Quell’estate molti si chiedono quanto sia saggio puntare su un difensore ventottenne che non ha mai giocato una partita in serie A, ma per Ulivieri è un punto d’orgoglio, soprattutto davanti al presidente, Giuseppe Gazzoni Frascara, figlio dell’alta imprenditoria bolognese, un laureato a Oxford che faceva colazione con Agnelli e Montezemolo. L’allenatore decide così di schierarlo da titolare nella partita d’esordio del Bologna, giocata contro la Lazio il 7 settembre 1996. Comincia così un altro campionato in cui Paramatti dimostra di essere un valido componente della difesa a quattro di Ulivieri e un discreto marcatore con quattro gol all’attivo. Il primo lo segna alla Reggiana, alla nona giornata del girone d’andata.
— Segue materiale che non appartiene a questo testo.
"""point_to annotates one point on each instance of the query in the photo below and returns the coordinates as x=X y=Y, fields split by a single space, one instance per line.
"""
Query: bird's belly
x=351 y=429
Kolyvanov, uno degli innesti voluti da Oriali, porta la palla sul dischetto del calcio d’angolo. La traiettoria insidiosa, grazie anche al velo di Kennet Andersson, porta la palla sui piedi di Paramatti che, da pochi metri, insacca. Diversi anni più tardi, alcuni compagni di squadra dissero che Michele, durante i festeggiamenti, aveva urlato frasi strane, come se avesse perso conoscenza e si fosse messo a parlare in una lingua sconosciuta. Sembrava portoghese o un idioma simile, di sicuro c’entrava O Rei. Insomma, Paramatti s’era bevuto il cervello e pensava di essere diventato Pelé.

Quel gol non fu l’unica soddisfazione in serie A del terzino di Salara. L’anno successivo, sempre sotto la guida di Ulivieri, Michele ebbe l’opportunità di giocare al fianco di Roberto Baggio. Anche se quella stagione segnò la fine del rapporto tra Gazzoni e l’allenatore toscano a causa dei comportamenti del Codino che, secondo Ulivieri, chiedeva di essere trattato da primus inter pares in una squadra di eroi proletari come Paramatti, Michele contribuì alla qualificazione in Coppa Intertoto giocando sia da esterno di centrocampo sia da centrale nella difesa a tre, altra evoluzione della filosofia calcistica di Ulivieri. Poi arrivarono Mazzone, la semifinale di Coppa Uefa con l’Olympique Marsiglia, il gol nello spareggio UEFA con l’Inter, il passaggio alla Juventus (la squadra per cui tifava da bambino) e le lacrime per l’addio al Bologna.

In questo caleidoscopio di ricordi, Michele pensa spesso, ancora oggi, a una sola cosa. Pensa a quella telefonata di Oriali, a quel prendere o lasciare. Ricorda la scrivania, i curriculum, le fotografie. Il proprio respiro. Riassapora quel senso di apparente ineluttabilità e afferma, come allora, quasi per esecrare la convinzione secondo cui tutto si ripete sempre uguale, “Panta rei, cazzo!”.